Matched Filtering on Hardware
Chirp generation and echo detection on STM32F4 and ESP32
Matched filtering is computationally a cross-correlation: an FIR filter with the time-reversed template as coefficients. For short templates (< 256 taps), direct convolution on a microcontroller is practical. For longer templates, frequency-domain processing via FFT is more efficient. For the theory, chirp design, and Python prototypes, see the main matched filtering page.

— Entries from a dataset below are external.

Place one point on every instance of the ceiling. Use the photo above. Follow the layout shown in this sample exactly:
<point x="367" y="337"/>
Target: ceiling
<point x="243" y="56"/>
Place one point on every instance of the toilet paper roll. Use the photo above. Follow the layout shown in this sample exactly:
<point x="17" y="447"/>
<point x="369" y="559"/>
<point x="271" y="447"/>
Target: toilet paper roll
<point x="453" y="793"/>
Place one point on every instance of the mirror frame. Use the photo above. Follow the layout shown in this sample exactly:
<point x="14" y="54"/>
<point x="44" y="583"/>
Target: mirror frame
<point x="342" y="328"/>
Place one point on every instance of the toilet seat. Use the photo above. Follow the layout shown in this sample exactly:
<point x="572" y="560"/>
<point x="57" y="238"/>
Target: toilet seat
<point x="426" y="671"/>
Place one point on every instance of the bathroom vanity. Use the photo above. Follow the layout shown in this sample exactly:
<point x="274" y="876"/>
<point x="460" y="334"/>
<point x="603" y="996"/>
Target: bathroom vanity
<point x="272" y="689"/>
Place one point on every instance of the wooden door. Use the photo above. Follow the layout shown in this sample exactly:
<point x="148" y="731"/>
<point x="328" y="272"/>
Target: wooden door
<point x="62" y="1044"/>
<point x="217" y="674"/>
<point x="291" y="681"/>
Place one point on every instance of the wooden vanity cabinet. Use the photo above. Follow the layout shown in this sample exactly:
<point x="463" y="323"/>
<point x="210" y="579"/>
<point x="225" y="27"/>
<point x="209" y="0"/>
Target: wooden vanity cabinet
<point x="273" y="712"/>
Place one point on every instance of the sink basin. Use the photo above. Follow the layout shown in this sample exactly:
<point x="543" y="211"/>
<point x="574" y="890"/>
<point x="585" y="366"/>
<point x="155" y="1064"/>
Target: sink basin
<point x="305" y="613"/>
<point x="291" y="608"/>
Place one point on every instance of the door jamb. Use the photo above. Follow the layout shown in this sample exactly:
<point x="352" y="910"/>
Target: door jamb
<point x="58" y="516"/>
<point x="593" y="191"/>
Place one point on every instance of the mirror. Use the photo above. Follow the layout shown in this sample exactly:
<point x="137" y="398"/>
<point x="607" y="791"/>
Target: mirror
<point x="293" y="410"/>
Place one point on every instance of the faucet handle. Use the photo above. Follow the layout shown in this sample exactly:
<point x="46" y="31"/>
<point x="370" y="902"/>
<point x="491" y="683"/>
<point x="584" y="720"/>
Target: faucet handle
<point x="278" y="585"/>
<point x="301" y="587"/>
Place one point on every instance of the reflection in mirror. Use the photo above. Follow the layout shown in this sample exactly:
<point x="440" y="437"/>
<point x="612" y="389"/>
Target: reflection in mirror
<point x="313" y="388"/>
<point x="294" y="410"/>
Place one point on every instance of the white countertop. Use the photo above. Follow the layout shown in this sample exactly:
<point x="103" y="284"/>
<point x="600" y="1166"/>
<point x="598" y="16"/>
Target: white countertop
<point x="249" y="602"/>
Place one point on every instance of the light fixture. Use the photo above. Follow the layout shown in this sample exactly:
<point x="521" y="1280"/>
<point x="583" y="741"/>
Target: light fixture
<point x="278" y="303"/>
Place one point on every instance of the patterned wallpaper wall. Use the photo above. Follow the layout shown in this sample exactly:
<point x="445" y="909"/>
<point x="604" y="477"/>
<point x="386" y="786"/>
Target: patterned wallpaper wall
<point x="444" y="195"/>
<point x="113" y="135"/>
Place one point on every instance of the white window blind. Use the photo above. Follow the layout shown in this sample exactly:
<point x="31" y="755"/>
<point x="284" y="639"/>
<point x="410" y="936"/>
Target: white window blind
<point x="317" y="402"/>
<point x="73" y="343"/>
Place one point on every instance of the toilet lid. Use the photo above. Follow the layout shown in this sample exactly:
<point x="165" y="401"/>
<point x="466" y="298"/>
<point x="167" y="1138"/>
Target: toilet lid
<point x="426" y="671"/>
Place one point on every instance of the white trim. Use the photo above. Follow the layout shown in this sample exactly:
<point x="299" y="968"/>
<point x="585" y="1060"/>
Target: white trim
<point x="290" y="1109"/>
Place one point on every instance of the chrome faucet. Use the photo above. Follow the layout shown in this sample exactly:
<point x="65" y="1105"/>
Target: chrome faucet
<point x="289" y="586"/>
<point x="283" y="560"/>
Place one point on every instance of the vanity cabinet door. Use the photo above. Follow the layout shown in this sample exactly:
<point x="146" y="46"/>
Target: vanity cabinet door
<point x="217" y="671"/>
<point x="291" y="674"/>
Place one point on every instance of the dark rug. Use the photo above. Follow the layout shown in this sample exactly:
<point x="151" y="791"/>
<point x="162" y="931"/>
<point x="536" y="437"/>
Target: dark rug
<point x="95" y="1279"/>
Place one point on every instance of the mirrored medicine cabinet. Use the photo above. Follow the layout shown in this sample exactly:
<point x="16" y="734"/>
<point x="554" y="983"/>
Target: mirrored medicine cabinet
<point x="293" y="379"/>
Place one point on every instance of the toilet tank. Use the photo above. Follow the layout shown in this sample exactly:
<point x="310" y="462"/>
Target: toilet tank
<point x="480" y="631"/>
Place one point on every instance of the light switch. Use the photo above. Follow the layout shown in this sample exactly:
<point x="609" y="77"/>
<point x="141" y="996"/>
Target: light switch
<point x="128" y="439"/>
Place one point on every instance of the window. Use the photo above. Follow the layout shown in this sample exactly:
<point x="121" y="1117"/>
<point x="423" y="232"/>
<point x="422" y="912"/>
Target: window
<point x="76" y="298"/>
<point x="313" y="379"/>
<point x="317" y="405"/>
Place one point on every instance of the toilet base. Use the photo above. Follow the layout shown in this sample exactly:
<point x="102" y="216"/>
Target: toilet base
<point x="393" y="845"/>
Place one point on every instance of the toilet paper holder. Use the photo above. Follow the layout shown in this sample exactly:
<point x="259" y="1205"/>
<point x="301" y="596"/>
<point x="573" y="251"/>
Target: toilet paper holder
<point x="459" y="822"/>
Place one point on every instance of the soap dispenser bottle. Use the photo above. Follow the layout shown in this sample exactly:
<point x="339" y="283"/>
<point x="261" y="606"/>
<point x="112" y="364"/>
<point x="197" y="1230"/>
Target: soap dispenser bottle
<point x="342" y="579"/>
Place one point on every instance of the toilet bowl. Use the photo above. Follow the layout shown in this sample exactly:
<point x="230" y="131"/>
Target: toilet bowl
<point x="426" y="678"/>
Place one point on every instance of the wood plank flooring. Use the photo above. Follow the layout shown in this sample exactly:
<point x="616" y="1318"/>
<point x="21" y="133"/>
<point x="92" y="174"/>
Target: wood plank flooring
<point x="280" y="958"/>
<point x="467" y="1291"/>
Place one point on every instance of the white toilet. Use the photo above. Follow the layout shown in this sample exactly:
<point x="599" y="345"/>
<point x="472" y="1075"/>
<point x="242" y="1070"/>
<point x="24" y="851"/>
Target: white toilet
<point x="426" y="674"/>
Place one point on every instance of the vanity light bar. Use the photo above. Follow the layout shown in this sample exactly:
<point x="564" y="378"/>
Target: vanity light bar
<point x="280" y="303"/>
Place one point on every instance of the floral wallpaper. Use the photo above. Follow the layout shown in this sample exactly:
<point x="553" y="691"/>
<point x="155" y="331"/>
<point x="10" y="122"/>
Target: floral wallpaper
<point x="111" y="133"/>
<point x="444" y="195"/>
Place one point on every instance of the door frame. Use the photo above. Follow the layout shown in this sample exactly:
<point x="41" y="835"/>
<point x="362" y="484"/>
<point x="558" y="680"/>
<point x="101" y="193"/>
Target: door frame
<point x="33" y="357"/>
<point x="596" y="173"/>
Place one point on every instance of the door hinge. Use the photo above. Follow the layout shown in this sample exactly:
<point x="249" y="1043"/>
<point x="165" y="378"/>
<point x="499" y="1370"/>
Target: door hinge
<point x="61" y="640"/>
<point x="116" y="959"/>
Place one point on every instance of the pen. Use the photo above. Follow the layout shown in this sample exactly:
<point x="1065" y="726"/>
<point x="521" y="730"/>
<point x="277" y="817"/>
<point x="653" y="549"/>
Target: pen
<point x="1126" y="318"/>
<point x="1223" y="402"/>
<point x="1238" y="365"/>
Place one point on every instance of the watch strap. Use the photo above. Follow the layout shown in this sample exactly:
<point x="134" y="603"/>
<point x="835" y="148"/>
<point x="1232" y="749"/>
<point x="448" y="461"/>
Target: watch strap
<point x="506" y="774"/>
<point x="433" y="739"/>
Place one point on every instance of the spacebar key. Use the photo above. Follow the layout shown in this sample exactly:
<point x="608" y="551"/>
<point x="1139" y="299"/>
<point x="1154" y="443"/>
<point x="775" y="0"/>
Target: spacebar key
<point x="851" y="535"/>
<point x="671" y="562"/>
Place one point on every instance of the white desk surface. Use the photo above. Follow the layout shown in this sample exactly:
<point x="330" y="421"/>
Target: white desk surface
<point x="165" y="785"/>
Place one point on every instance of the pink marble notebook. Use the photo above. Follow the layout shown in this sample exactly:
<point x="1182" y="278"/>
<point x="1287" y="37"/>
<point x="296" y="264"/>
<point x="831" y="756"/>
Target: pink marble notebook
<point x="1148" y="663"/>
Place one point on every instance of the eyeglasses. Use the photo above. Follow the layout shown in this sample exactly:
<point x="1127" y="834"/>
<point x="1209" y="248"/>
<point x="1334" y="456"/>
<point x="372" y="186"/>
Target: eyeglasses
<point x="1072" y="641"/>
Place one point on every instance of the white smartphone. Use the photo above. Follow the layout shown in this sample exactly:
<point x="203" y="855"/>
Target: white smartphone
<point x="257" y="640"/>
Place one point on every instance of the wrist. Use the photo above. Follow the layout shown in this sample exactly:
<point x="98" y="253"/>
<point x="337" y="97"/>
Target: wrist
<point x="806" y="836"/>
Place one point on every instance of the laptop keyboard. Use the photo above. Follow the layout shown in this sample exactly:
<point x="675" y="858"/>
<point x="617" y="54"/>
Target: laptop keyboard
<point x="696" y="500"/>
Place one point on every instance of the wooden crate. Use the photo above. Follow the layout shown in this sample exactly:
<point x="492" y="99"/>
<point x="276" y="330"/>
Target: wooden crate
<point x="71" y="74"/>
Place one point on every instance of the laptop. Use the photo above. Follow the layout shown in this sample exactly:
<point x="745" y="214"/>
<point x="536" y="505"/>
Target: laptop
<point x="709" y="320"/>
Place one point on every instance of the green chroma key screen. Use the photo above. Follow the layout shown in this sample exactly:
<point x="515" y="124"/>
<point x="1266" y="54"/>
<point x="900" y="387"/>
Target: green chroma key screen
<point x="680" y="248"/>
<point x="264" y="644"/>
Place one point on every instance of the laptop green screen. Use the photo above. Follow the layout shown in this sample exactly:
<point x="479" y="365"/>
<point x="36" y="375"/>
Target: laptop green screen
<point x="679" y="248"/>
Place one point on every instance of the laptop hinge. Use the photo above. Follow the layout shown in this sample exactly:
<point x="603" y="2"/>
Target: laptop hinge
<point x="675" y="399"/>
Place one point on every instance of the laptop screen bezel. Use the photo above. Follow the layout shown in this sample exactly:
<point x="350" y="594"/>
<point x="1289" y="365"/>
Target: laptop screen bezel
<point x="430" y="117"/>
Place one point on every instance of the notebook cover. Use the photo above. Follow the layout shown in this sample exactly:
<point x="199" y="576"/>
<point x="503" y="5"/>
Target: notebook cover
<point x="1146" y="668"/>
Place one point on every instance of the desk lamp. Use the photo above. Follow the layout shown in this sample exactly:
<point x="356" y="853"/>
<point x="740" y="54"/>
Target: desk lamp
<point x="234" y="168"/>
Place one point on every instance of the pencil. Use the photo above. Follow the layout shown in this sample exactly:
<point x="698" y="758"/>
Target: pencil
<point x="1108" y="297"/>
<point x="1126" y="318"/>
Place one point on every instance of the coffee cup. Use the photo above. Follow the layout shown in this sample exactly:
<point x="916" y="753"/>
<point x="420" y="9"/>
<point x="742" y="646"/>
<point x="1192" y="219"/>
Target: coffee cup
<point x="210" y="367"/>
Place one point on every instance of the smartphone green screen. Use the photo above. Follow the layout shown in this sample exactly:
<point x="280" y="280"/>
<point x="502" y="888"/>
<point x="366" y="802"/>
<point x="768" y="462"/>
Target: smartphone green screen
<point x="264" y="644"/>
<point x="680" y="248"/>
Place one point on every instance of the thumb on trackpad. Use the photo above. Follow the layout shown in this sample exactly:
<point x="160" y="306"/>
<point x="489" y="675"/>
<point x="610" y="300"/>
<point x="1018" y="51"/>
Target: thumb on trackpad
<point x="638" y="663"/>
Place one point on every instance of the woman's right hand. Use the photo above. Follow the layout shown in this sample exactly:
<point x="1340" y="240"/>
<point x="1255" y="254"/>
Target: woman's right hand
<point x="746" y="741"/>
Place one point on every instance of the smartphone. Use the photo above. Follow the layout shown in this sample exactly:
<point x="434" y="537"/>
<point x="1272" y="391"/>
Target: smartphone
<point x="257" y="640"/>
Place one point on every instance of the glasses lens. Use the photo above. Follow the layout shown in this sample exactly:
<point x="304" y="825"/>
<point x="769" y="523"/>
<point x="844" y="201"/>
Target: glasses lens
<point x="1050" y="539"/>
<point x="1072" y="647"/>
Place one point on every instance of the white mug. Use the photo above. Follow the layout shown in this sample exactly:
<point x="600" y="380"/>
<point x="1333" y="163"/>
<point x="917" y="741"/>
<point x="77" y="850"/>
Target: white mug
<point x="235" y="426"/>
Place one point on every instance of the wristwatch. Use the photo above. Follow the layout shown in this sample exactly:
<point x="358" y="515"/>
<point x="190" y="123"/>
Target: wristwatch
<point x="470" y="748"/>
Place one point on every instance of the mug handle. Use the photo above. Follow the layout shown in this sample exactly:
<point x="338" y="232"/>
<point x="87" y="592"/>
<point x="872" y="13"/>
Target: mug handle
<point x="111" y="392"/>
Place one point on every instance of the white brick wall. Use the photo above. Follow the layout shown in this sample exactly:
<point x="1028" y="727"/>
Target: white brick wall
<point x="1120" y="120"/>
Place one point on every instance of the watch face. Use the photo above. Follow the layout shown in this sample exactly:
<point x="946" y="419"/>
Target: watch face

STM32F4: correlation via CMSIS-DSP
The CMSIS-DSP library provides arm_correlate_f32 for direct correlation and arm_rfft_fast_f32 for FFT-based processing.
Direct correlation
#include "arm_math.h"
#define TEMPLATE_LEN 128
#define SIGNAL_LEN 2048
#define OUTPUT_LEN (SIGNAL_LEN + TEMPLATE_LEN - 1)
static float32_t template[TEMPLATE_LEN];
static float32_t received[SIGNAL_LEN];
static float32_t output[OUTPUT_LEN];
void run_matched_filter(void) {
arm_correlate_f32(received, SIGNAL_LEN, template, TEMPLATE_LEN,
output);
// Find peak
float32_t peak_val;
uint32_t peak_idx;
arm_max_f32(output, OUTPUT_LEN, &peak_val, &peak_idx);
}FFT-based correlation (for longer templates)
#include "arm_math.h"
#include "arm_const_structs.h"
#define NFFT 4096
static float32_t fft_template[NFFT]; // packed real-FFT output
static float32_t fft_template_conj[NFFT]; // conjugated template spectrum
static float32_t fft_signal[NFFT];
static float32_t fft_output[NFFT];
static arm_rfft_fast_instance_f32 rfft;
void init_fft_matched_filter(float32_t *tmpl, uint32_t len) {
arm_rfft_fast_init_f32(&rfft, NFFT);
// Zero-pad and FFT the template (done once)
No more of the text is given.